If AMD were to acquire Xilinx, it would give the chipmaker another way to compete with Nvidia, whose data center GPUs are currently outselling AMD’s.
Xilinx’s current SmartNIC offering is part of the company’s Alveo card lineup, the Alveo U25, which the company says provides “ultra-high throughput, small packet performance and low-latency,” with the ability to improve cloud-based applications by up to 400 percent.
Sam Bellamy, partner business director at Xilinx, said Xilinx has been in the process of merging Solarflare’s partner network with Xilinx’s new data center partner network.
“Solarflare bought with it a fairly strong set of value-added resellers and distributors around the world. So straight away, overnight, we went from you know very few resellers and distributors in our network to the hundreds,” he said.
AMD’s Xilinx Interest Represents Its Big Data Center Ambitions
AMD has been making bigger strides in the data center, most recently with its second-generation EPYC processors that have allowed the company to claim double-digit share in the x86 server market against Intel. The company is also planning new data center GPUs based on a new CDNA architecture.
“We feel that customers are very open across cloud, OEM, enterprise. It‘s on us to execute, and we think about that every day,” AMD CEO Lisa Su said in the company’s most recent earnings call. ”But in terms of where the roadmap is, what are we trying to accomplish, where the customers are, there’s a pull from customers to engage us across a number of workloads.”
Most recently, AMD introduced its new Zen 3 CPU architecture, which will power the company’s next-generation EPYC Milan processors with a 19 percent uplift in instructions per clock over Zen 2 chips, higher boost frequencies as well as a redesigned core layout and cache topology that gives cores two times faster access to a larger cache.
“Zen 3 increases our lead in overall performance,” Su said in the company’s Zen 3 reveal Thursday. “It increases our lead in power efficiency, and also now, it delivers the best single threaded performance and gaming performance as well.”
In an August 2019 interview with CRN, AMD data center executive Forrest Norrod pushed back on the idea of AMD copying Intel’s data-centric strategy to offer a wider array of products.

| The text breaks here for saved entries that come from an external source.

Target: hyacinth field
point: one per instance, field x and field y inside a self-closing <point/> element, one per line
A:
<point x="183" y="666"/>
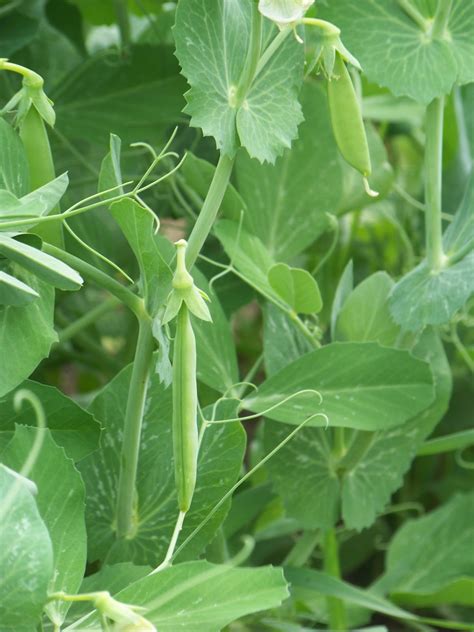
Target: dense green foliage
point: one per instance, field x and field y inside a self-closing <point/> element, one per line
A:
<point x="269" y="427"/>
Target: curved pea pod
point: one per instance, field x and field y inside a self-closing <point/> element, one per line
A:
<point x="185" y="431"/>
<point x="40" y="264"/>
<point x="34" y="135"/>
<point x="346" y="118"/>
<point x="15" y="292"/>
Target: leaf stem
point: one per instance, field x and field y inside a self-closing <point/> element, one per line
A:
<point x="124" y="295"/>
<point x="433" y="184"/>
<point x="253" y="55"/>
<point x="126" y="492"/>
<point x="209" y="210"/>
<point x="441" y="19"/>
<point x="336" y="606"/>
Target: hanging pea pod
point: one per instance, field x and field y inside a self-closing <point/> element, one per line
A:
<point x="347" y="122"/>
<point x="185" y="299"/>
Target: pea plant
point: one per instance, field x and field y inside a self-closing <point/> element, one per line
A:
<point x="236" y="279"/>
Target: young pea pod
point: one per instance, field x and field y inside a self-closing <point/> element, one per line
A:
<point x="185" y="299"/>
<point x="347" y="122"/>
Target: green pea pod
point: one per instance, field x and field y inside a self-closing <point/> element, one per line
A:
<point x="346" y="119"/>
<point x="185" y="431"/>
<point x="41" y="167"/>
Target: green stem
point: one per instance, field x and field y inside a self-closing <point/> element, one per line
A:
<point x="123" y="21"/>
<point x="433" y="184"/>
<point x="441" y="19"/>
<point x="303" y="549"/>
<point x="253" y="55"/>
<point x="124" y="295"/>
<point x="336" y="607"/>
<point x="126" y="494"/>
<point x="209" y="210"/>
<point x="339" y="445"/>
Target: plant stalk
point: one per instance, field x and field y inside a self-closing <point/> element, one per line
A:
<point x="336" y="607"/>
<point x="433" y="184"/>
<point x="209" y="210"/>
<point x="126" y="493"/>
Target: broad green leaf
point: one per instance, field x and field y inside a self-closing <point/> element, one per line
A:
<point x="198" y="173"/>
<point x="43" y="266"/>
<point x="72" y="427"/>
<point x="432" y="559"/>
<point x="365" y="314"/>
<point x="216" y="357"/>
<point x="15" y="292"/>
<point x="138" y="226"/>
<point x="26" y="333"/>
<point x="219" y="464"/>
<point x="423" y="297"/>
<point x="282" y="341"/>
<point x="14" y="175"/>
<point x="287" y="202"/>
<point x="366" y="483"/>
<point x="201" y="597"/>
<point x="249" y="256"/>
<point x="26" y="559"/>
<point x="107" y="93"/>
<point x="296" y="287"/>
<point x="212" y="40"/>
<point x="363" y="386"/>
<point x="60" y="503"/>
<point x="395" y="51"/>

“We are not a world-class fabric company. We are not a world-class memory company. We are not a world-class Ethernet company,” he said in the interview during EPYC Rome’s launch. “I‘m not pretending to be, but what I am going to do is I’m going to open my ecosystem, and I’m going to work with Mellanox, I’m going to work with Broadcom, I’m going to work with Micron, I’m going to work with Samsung. And we’re going to make sure that world-class technology from those companies is extremely well supported on the open EPYC ecosystem. And I think generally that wins.”